[Vegan-commits] r1123 - in pkg/vegan: R inst man
noreply at r-forge.r-project.org
noreply at r-forge.r-project.org
Sun Feb 14 08:41:49 CET 2010
Author: jarioksa
Date: 2010-02-14 08:41:48 +0100 (Sun, 14 Feb 2010)
New Revision: 1123
Modified:
pkg/vegan/R/CCorA.R
pkg/vegan/R/biplot.CCorA.R
pkg/vegan/R/print.CCorA.R
pkg/vegan/inst/ChangeLog
pkg/vegan/man/CCorA.Rd
Log:
CCorA: fixes bugs in presentation of results and adds new biplot types (P Legendre)

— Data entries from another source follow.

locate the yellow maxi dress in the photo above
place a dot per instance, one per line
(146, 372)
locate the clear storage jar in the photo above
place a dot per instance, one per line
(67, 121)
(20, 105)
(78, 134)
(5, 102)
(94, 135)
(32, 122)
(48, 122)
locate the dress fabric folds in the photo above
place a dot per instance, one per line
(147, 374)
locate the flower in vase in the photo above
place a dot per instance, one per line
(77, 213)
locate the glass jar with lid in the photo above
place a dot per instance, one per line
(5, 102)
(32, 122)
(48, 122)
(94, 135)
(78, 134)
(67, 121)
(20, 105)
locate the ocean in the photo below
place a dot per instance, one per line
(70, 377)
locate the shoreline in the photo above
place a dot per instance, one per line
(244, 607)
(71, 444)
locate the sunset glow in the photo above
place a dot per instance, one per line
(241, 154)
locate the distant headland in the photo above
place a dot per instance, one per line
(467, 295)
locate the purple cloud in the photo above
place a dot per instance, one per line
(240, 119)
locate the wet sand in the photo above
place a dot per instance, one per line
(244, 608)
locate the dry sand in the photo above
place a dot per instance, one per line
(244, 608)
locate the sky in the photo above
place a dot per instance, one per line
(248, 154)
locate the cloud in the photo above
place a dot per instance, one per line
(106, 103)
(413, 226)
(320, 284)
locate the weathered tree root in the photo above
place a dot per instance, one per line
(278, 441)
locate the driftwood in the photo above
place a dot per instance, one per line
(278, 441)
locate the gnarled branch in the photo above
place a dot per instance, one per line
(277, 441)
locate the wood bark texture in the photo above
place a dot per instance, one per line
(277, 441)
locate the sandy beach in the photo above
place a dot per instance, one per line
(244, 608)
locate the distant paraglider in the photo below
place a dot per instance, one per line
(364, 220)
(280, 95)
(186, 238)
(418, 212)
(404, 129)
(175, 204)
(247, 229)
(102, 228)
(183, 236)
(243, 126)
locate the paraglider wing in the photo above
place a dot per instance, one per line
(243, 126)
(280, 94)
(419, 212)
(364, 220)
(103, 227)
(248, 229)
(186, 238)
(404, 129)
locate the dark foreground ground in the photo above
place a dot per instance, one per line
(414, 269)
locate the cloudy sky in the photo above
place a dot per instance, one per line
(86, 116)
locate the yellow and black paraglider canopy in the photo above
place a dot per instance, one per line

Modified: pkg/vegan/R/CCorA.R
===================================================================
--- pkg/vegan/R/CCorA.R 2010-02-10 17:36:16 UTC (rev 1122)
+++ pkg/vegan/R/CCorA.R 2010-02-14 07:41:48 UTC (rev 1123)
@@ -1,19 +1,20 @@
`CCorA` <-
function(Y, X, stand.Y = FALSE, stand.X = FALSE, nperm = 0, ...)
{
- require(MASS) || stop("requires packages 'MASS'")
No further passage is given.